Python-based Chemometric Authentication#

This is a toolkit to perform chemometric analysis, though it is primarily focused on authentication. These methods are designed to follow scikit-learn’s estimator API so that they can be deployed in pipelines used with GridSearchCV, etc. and are compatible with workflows involving other modern machine learning (ML) tools. Wikipedia defines chemometrics as “the science of extracting information from chemical systems by data-driven means.” Unlike other areas of science, technology and engineering, many chemical systems remain difficult to collect measurements on making data more scarce than in other arenas. As a result, conventional statistical methods remain the predominant tool with which chemometric analysis is performed. As instruments improve, databases are developed, and advanced algorithms become less data-intensive it is clear that modern machine learning and artificial intelligence (AI) methods will be brought to bear on these problems. A consistent API enables many different models to be easily deployed and compared.

Authentication is typically a one-class classification (OCC), or class modeling, approach designed to detect anomalies. This contrasts with conventional multi-class classification (discriminative) models which involve supervised learning of multiple classes to distinguish between them; the primary weakness of such a model is that it cannot predict if a new sample belongs to none of the classes trained on. Within the context of anomaly detection, scikit-learn differentiates between outlier detection and novelty detection. In outlier detection, the training data is considered polluted and certain samples need to be detected and removed, whereas novelty detection methods assume the training data is “clean” and anomalies need to be detected during the testing phase of new samples only. Both are important in the context of authentication models; here is a nice repository for more anomaly detection resources.

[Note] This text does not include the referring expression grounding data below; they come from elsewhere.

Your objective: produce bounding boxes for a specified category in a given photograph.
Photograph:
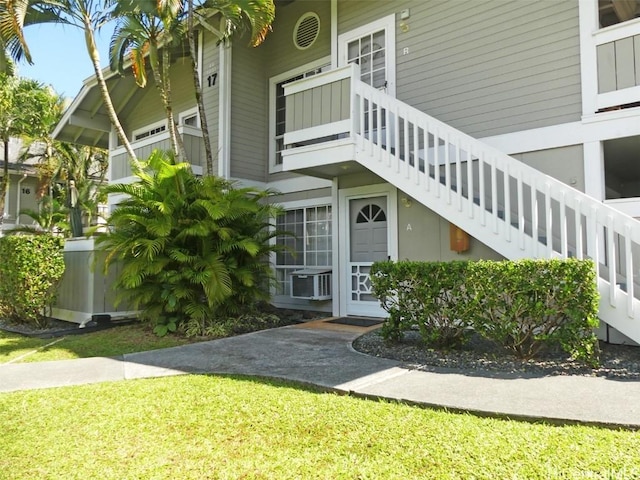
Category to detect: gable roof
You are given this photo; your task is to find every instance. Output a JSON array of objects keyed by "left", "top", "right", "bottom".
[{"left": 52, "top": 70, "right": 142, "bottom": 149}]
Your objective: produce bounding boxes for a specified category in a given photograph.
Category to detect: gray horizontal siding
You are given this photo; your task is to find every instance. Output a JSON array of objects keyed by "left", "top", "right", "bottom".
[
  {"left": 120, "top": 58, "right": 198, "bottom": 137},
  {"left": 230, "top": 43, "right": 268, "bottom": 181},
  {"left": 263, "top": 0, "right": 331, "bottom": 79},
  {"left": 338, "top": 0, "right": 582, "bottom": 138},
  {"left": 272, "top": 187, "right": 332, "bottom": 204},
  {"left": 248, "top": 0, "right": 331, "bottom": 184}
]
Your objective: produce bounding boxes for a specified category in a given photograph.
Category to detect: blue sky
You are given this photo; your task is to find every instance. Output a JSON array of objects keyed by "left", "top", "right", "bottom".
[{"left": 17, "top": 22, "right": 114, "bottom": 100}]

Out-of-distribution (OOD) detection is a more general term which encompasses these and other tasks, such as open-set recognition. A taxonomy describing how these tasks are interrelated can be found here and further reading here. Detecting distribution shifts in the data at test-time is critical to building safe, reliable models deployed in real (open) world settings.

License Information#

See LICENSE.md for more information.
Any mention of commercial products is for information only; it does not imply recommendation or endorsement by NIST.

Core Capabilities#

Exploratory Data Analysis#

You should always perform exploratory data analysis to understand your data. For example, understanding missing values, NaN, inf and basic descriptive statistics. While python packages like Pandas and DTale are excellent pre-existing tools, the eda package herein contains additional methods.

Preprocessors#

scikit-learn provides a number of other simple preprocessing and normalization steps, including data standardization and imputation approaches. PyChemAuth extends these to include:

Imputing Missing Data#

Expectation Maximization with Iterative PCA (missing X values)
Expectation Maximization with Iterative PLS (missing X values)
Limit of Detection (randomly below LOD)

Scaling#

Corrected Scaling (akin to scikit-learn’s StandardScaler but uses unbiased/corrected standard deviation instead)
Pareto Scaling (divides by square root of standard deviation)
Robust Scaling (divides by IQR instead of standard deviation)

Filtering#

Savitzky-Golay
Standard and Robust Normal Variates, SNV, RNV
Multiplicative Scatter Correction, MSC

Generating Synthetic Data#

Resampling can be used to balance classes during training, or to supplement measurements that are very hard to make. New, synthetic data can also be generated by various means; imblearn pipelines are designed to work with various up/down sampling routines and can be used as drop-in replacements for standard scikit-learn pipelines.
See Imbalanced Learning for methods like SMOTE, ADASYN, etc.

Feature Selection#

Feature extraction, such as PCA, involves manipulating inputs to produce new “dimensions” or composite features, such as the first principal component. Feature selection simply involves selecting a subset of known features (such as columns) to use. scikit-learn has many built-in examples that you can use. Additional tools such as BorutaSHAP and some based on the Jensen-Shannon Divergence are also implemented here.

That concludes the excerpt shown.